We will look only at algebraic expressions that are common to the part of algebra that is taught in schools before the general concept of function is taught, and before functional notation such as f(x), g(x), and so on, is introduced.The basic building blocks that play the role of words in algebra are:
The grammatical rules of algebra govern which values are inputs to which operations. When algebraic expressions are used in different domains of mathematics, the meanings of variables and other symbols may change, but the grammatical rules remain the same. This is more than just a convenience. Many problems in mathematics can be solved without looking at the meaning, but just by looking at the rules. This part of mathematics has been called 'symbolic' or 'formal', but now it is most often called 'algorithmic'. This feature of mathematics has enabled the modern automatization of information processing. Computers never process meaning in any human sense. They process data, using only "formal" features of the data.
A word of warning. Just as different human languages have different grammars, so the grammar of school algebra is not the only possible one. Not only are other languages of algebra possible, but they are often used in the processing done by computers.
A good command of the grammar of algebra is a necessary condition for one to understand it. It is much more important that a command of the grammar of human languages. When we talk, most of the information is carried by words. In addition, our world knowledge allows us to understand texts even if they are very flawed. In algebra, and in mathematics in general, most of the information lies in not in the numbers, variables, and operations, but in the relationships among them. So grammatical errors always lead to conceptual errors. But the gain one gets from learning the grammar is very substantial, because it provides a sufficient basis for a large part of algebraic processing. Fortunately the grammar of algebra is easy. It is much easier than grammars of human languages.
There is a trend in math education, to postpone "formal" mathematics until students learn the topics on an intuitive level. Delaying the introduction of formal mathematics is at least partially possible in arithmetic and geometry, because we all have a good intuitive grasp of the concepts of quantity and space. But algebra is predominantly a language, and the only way we can master a language is by learning how to use it.

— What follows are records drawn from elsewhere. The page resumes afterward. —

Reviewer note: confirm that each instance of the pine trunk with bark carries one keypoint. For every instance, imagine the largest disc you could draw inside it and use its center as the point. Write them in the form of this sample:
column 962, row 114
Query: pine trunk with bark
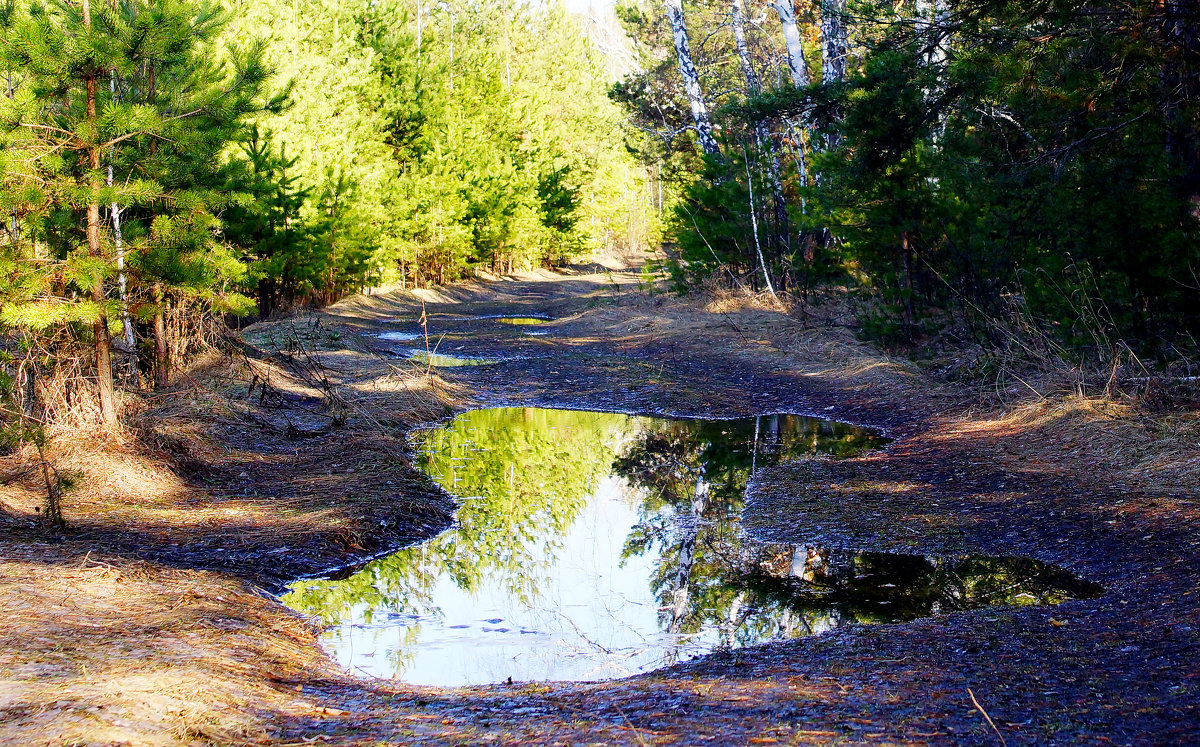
column 834, row 48
column 161, row 346
column 103, row 342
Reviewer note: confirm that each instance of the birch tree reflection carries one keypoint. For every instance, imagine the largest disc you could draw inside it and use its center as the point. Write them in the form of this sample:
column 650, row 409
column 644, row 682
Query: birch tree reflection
column 594, row 545
column 695, row 474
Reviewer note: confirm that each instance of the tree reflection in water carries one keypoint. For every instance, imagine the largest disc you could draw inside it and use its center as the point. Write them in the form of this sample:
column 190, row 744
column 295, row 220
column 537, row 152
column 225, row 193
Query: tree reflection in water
column 593, row 545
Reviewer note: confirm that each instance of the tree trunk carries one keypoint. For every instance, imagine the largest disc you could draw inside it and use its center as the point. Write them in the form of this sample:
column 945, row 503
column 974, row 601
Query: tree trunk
column 906, row 249
column 796, row 64
column 762, row 136
column 691, row 79
column 161, row 348
column 123, row 286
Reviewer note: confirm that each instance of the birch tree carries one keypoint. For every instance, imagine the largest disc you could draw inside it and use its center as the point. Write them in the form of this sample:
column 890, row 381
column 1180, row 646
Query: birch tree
column 797, row 66
column 691, row 79
column 834, row 48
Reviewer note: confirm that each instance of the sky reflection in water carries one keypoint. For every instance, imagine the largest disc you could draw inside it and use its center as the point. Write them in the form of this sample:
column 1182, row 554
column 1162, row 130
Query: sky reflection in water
column 597, row 545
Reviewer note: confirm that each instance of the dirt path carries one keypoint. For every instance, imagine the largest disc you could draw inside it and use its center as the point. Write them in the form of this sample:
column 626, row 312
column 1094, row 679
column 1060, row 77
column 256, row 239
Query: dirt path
column 210, row 661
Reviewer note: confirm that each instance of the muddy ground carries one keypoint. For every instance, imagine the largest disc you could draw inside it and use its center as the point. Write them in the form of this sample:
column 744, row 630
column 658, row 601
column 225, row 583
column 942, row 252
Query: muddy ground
column 150, row 621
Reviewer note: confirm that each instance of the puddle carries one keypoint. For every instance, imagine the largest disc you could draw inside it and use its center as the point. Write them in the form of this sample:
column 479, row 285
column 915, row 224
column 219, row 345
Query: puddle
column 443, row 360
column 521, row 320
column 597, row 545
column 400, row 336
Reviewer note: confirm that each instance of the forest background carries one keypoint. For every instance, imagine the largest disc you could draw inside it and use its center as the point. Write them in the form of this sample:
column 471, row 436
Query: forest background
column 1021, row 178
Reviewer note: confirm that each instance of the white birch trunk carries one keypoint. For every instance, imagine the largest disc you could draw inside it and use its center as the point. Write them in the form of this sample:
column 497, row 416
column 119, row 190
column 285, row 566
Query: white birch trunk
column 834, row 48
column 691, row 79
column 796, row 64
column 754, row 223
column 762, row 136
column 121, row 281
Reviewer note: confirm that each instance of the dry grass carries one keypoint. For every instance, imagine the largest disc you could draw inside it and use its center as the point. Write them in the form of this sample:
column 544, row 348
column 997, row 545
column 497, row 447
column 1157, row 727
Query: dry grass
column 111, row 651
column 1099, row 441
column 101, row 649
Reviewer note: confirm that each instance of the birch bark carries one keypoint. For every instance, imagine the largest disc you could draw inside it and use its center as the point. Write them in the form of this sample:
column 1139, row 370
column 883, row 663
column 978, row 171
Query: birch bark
column 834, row 48
column 103, row 342
column 691, row 79
column 762, row 139
column 123, row 285
column 796, row 64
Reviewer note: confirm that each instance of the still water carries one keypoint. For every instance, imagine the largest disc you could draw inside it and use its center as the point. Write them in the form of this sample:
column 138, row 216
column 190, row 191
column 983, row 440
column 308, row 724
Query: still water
column 597, row 545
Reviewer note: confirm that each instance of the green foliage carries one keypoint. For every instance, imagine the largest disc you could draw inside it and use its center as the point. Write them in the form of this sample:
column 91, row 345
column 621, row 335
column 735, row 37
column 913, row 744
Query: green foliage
column 971, row 156
column 472, row 136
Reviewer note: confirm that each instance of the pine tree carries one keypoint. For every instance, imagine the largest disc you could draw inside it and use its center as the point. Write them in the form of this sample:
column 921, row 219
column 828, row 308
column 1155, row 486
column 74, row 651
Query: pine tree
column 136, row 87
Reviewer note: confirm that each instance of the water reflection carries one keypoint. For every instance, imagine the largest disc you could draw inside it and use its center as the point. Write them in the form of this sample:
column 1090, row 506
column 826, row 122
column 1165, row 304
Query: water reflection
column 443, row 360
column 594, row 545
column 521, row 321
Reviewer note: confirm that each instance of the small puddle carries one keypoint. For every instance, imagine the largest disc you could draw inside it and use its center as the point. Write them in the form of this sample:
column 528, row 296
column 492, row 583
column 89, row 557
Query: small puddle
column 443, row 360
column 399, row 336
column 597, row 545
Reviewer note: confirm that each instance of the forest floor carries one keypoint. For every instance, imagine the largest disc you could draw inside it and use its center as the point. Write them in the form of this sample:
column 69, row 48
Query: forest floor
column 151, row 620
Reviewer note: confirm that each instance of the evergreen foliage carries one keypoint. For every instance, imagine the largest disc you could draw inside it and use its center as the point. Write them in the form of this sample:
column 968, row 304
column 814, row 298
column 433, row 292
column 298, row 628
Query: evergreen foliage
column 972, row 157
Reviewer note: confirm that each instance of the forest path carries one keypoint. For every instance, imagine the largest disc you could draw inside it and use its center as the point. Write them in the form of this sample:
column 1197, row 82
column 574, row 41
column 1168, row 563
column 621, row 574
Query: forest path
column 117, row 633
column 952, row 483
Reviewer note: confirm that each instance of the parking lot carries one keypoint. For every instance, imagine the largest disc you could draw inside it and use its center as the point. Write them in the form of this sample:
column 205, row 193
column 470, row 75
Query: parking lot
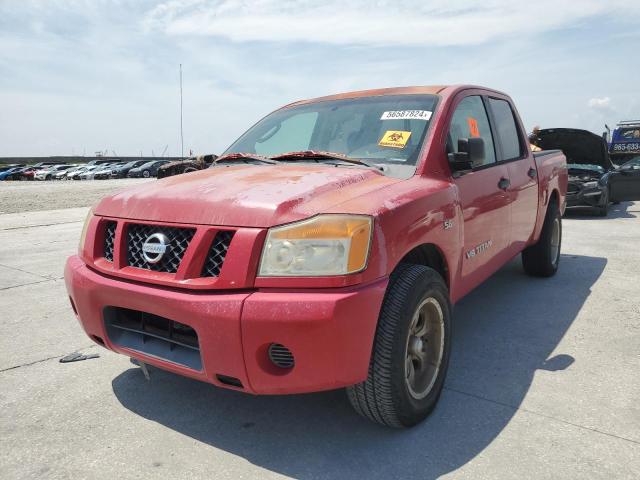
column 543, row 381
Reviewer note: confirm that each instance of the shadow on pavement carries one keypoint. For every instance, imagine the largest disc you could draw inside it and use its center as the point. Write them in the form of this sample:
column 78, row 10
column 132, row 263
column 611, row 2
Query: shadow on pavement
column 620, row 210
column 503, row 332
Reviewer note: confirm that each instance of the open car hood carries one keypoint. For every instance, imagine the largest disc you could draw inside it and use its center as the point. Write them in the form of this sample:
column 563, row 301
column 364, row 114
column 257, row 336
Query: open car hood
column 579, row 146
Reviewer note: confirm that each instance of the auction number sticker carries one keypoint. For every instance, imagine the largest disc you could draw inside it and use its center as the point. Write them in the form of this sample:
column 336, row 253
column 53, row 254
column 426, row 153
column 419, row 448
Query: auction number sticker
column 626, row 147
column 394, row 139
column 406, row 115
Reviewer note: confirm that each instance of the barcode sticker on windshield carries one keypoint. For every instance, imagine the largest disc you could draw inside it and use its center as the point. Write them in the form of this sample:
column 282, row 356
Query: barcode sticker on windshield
column 406, row 115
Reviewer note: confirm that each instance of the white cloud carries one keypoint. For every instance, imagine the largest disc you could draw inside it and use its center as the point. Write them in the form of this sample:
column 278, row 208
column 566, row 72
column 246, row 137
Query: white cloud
column 99, row 74
column 380, row 22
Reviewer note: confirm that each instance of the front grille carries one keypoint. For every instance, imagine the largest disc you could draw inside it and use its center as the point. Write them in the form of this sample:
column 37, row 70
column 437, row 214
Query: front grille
column 217, row 253
column 109, row 240
column 179, row 239
column 153, row 335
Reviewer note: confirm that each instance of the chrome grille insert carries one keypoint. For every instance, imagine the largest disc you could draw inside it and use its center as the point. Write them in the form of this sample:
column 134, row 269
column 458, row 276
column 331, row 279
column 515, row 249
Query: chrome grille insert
column 179, row 239
column 217, row 253
column 109, row 239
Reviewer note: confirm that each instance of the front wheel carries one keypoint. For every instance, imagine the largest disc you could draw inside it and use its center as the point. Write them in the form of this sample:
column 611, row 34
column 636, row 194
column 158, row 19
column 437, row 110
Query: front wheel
column 542, row 259
column 411, row 350
column 603, row 210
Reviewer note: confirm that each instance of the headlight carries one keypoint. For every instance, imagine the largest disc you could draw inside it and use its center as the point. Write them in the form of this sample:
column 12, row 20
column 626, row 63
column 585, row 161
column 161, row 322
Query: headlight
column 323, row 245
column 83, row 235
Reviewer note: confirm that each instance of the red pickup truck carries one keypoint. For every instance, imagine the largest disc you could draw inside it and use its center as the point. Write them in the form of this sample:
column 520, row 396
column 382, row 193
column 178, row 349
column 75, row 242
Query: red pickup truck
column 325, row 247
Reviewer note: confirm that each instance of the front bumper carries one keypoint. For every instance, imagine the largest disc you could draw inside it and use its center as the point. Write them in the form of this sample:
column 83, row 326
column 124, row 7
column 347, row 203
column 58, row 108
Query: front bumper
column 329, row 331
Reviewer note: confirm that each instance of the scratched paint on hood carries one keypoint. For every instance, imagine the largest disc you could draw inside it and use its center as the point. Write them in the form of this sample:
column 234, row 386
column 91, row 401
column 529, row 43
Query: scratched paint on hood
column 244, row 195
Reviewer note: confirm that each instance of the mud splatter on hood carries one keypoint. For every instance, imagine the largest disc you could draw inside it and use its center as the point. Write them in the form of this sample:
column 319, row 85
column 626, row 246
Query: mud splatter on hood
column 244, row 195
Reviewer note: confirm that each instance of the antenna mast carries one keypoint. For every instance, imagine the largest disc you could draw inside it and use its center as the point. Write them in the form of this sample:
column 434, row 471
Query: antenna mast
column 181, row 134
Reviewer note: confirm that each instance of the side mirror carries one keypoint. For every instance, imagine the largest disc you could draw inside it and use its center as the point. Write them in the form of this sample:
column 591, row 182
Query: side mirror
column 470, row 154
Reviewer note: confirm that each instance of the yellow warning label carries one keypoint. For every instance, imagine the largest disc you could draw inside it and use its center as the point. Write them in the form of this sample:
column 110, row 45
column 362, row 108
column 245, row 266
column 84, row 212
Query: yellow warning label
column 394, row 139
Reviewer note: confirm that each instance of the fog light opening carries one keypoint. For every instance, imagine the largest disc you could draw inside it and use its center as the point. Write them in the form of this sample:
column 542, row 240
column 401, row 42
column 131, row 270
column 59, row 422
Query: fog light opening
column 281, row 356
column 227, row 380
column 73, row 306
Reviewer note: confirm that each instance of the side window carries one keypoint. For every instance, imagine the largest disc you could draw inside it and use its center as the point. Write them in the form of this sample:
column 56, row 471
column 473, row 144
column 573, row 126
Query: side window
column 470, row 120
column 506, row 129
column 293, row 134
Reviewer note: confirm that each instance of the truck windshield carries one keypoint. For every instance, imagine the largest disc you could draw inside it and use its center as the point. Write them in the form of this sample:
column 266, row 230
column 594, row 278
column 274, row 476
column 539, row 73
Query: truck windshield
column 381, row 130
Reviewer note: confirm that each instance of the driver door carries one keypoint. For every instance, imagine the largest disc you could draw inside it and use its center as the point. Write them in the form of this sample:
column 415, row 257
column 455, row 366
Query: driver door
column 624, row 184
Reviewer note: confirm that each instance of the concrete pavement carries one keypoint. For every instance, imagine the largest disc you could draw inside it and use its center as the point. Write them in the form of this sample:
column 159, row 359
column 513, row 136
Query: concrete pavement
column 543, row 382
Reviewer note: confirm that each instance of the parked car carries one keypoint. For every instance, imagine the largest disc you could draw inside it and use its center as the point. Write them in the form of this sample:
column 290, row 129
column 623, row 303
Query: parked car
column 625, row 141
column 4, row 168
column 19, row 174
column 106, row 171
column 76, row 175
column 146, row 170
column 321, row 251
column 5, row 174
column 123, row 170
column 192, row 164
column 48, row 173
column 624, row 181
column 68, row 174
column 27, row 173
column 593, row 179
column 89, row 171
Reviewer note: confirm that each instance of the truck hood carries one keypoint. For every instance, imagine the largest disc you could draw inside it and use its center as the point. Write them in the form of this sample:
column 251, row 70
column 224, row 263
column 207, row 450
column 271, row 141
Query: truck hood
column 244, row 195
column 579, row 146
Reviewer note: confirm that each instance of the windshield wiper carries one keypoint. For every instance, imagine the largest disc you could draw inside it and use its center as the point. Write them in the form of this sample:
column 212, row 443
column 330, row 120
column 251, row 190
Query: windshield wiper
column 244, row 156
column 319, row 155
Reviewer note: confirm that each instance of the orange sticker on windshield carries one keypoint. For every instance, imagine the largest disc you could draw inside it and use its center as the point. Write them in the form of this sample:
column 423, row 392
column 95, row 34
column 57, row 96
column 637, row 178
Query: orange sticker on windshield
column 394, row 139
column 474, row 131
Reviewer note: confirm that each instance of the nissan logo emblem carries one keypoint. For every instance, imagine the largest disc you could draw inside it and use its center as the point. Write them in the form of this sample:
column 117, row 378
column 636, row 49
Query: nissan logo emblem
column 154, row 247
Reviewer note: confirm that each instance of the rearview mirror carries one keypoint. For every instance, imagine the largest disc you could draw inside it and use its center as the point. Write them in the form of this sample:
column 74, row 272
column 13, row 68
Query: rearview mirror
column 470, row 154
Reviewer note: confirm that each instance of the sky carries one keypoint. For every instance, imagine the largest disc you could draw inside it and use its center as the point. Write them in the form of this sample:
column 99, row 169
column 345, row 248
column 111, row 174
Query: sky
column 77, row 77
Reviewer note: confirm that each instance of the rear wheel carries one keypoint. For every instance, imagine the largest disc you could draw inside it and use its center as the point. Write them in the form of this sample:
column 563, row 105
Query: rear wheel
column 411, row 350
column 542, row 259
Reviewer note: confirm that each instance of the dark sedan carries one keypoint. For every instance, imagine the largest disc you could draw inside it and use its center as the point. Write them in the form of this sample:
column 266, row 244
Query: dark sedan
column 593, row 180
column 146, row 170
column 122, row 171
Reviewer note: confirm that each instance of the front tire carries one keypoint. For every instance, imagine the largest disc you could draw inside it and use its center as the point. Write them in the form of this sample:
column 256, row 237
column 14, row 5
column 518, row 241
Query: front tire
column 542, row 259
column 410, row 352
column 603, row 210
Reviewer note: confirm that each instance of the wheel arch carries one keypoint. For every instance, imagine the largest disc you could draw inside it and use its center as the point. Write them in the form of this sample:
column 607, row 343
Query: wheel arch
column 429, row 255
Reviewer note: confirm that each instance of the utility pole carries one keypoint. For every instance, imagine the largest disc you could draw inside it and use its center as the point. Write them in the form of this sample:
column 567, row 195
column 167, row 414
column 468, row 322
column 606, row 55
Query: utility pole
column 181, row 134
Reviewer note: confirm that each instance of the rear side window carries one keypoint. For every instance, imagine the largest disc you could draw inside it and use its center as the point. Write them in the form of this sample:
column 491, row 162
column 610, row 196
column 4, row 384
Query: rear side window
column 506, row 129
column 470, row 120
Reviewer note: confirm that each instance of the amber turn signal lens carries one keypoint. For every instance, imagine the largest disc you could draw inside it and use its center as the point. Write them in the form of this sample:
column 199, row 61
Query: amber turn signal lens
column 321, row 246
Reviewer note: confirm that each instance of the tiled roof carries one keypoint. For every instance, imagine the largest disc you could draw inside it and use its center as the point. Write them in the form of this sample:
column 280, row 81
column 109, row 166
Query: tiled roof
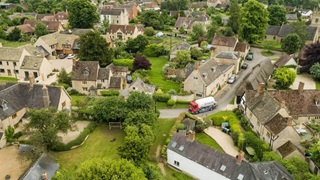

The wisdom of postponing the use of algebraic notation until middle school can be also questioned. There is no lower bound on the age at which children may start learning their second language. So it is hard to see why algebra should be an exception. One possible argument for postponement, that algebra is only a written language, is due to an unfortunate tradition in teaching. Skills in correctly reading algebraic formulas, and in smoothly embedding them in informal English (or Spanish or ...) are not taught at any level. Starting algebra as early as arithmetic would require a departure from this unfortunate tradition.
The structure of algebraic expressions.
Each algebraic (and arithmetic) expression has a strictly hierarchical structure, which is called in mathematics a tree (drawn upside down). At the bottom are numbers and variables, which form the tree's leaves. Their values are inputs to functions (operations) which provide values to other functions, until the final value is reached. (See diagram.)
Sine and the last multiplication provide input to the second addition, which together with 3, provides input to the middle multiplication. The first and middle multiplications provide inputs to the top addition, which returns the value of the whole formula.
Notice that we do not need to know what the values of x, y, and z are, or even how operations are performed, or what the sine function is, in order to understand how all these "pieces" relate to each other.
The usual algebraic expression for this tree is:
2*x + 3*(sin y + 4*z)
Knowing the grammar of algebra is knowing how to construct a tree for a given algebraic expression. To write this tree, one has to know that precedence of operations puts sine at the top, before multiplication, which is higher than addition, and that parentheses overrule precedence of operations.
This can be read, "2 times x plus 3 times the sine of y plus 4 times z." This reading is ambiguous because it does not show parentheses. You can indicate parentheses by intonation, but when you are dictating, it is better to read the parentheses too: "2 times x plus 3 times, left paren, sine of y plus 4 times z, right paren."
There are alternate readings that are sometimes less ambiguous, such as "2 times x plus 3 times the sum of the sine of y and 4 times z." But there is no sure way to avoid ambiguity in reading algebraic expressions without mentioning parentheses.